Em primeira instância, a juíza Rosa Fatorelli considerou que o vídeo e a confissão da autora da gravação confirmaram as ofensas racistas. Ela rejeitou os argumentos da defesa, que tentou enquadrar o caso como “brincadeira”, e destacou a importância de analisar o episódio sob a ótica do racismo estrutural e recreativo, ambos incompatíveis com os direitos fundamentais.

A responsabilidade da empresa foi atribuída à omissão em garantir um ambiente de trabalho adequado.
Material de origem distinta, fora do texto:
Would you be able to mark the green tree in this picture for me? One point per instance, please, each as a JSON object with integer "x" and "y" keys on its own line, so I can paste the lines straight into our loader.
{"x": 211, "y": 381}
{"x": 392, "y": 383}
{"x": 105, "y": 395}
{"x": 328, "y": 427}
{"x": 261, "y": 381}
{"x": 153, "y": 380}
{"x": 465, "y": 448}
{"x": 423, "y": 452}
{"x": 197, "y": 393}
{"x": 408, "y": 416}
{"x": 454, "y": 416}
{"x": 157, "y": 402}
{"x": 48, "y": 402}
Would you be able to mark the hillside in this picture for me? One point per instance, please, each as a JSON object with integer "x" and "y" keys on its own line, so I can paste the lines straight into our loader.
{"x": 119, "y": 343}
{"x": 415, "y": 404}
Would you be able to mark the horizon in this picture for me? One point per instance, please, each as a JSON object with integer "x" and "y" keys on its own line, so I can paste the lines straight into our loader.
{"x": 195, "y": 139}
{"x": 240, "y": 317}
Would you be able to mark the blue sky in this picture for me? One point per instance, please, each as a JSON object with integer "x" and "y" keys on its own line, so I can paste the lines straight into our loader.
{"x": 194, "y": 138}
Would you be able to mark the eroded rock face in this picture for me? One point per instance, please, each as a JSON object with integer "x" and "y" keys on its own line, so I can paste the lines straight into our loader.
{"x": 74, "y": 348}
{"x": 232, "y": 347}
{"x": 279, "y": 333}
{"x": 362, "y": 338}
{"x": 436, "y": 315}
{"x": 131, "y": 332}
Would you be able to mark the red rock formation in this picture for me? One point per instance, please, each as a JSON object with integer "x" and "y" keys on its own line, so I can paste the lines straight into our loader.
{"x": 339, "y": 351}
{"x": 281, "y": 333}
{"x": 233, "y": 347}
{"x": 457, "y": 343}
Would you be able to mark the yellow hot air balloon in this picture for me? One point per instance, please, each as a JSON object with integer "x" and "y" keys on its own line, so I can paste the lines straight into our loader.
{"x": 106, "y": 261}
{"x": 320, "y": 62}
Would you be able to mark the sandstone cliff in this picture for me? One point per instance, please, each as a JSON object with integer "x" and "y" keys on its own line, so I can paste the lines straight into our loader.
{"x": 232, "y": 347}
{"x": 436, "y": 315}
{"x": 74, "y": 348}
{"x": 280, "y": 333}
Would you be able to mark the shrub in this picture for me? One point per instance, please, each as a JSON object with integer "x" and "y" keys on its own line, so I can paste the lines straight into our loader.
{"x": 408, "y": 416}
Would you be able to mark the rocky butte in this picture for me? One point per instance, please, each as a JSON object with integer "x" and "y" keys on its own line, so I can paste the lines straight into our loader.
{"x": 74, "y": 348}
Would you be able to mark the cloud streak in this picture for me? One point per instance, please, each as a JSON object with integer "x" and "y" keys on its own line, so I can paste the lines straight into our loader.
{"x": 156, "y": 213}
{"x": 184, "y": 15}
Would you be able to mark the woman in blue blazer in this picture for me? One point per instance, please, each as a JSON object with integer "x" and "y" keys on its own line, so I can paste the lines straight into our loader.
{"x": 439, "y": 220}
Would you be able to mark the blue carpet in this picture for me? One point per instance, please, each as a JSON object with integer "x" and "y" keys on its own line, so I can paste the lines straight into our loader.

A Justiça ainda reconheceu que Noemi trabalhava mais horas do que aquelas registradas oficialmente.

O Tribunal Regional do Trabalho da 2ª Região manteve a decisão, afirmando que o vídeo e o depoimento de testemunhas foram “vívidos e assertivos sobre a situação de constrangimento, humilhação e assédio imposta à autora”.

A relatora do caso, juíza Erotilde Minharro, reforçou que o chamado “racismo recreativo” é tão ofensivo quanto outras formas de discriminação e que a responsabilidade da empresa é ainda maior quando a agressora ocupa cargo de liderança.

O lado da Raia Drogasil

“Lamentamos profundamente o episódio que ocorreu em 2018. Reiteramos o compromisso da RD Saúde com o respeito, a diversidade e a inclusão. Nossa empresa não compactua com nenhum tipo de discriminação. Diversidade e respeito são valores primordiais. Temos investido de forma consistente em desenvolvimento de carreiras e iniciativas de promoção e de equidade racial. Em 2024, encerramos o ano com mais de 34 mil funcionários pretos e pardos e nos orgulhamos de ter atualmente 50% das posições de liderança ocupadas por pessoas negras, resultado direto de programas estruturados de inclusão e valorização. Nosso propósito é continuar investindo em ações concretas para garantir ambientes de trabalho diversos e inclusivos e contribuir para uma sociedade mais justa e igualitária”, afirmou, em nota, a Raia Drogasil.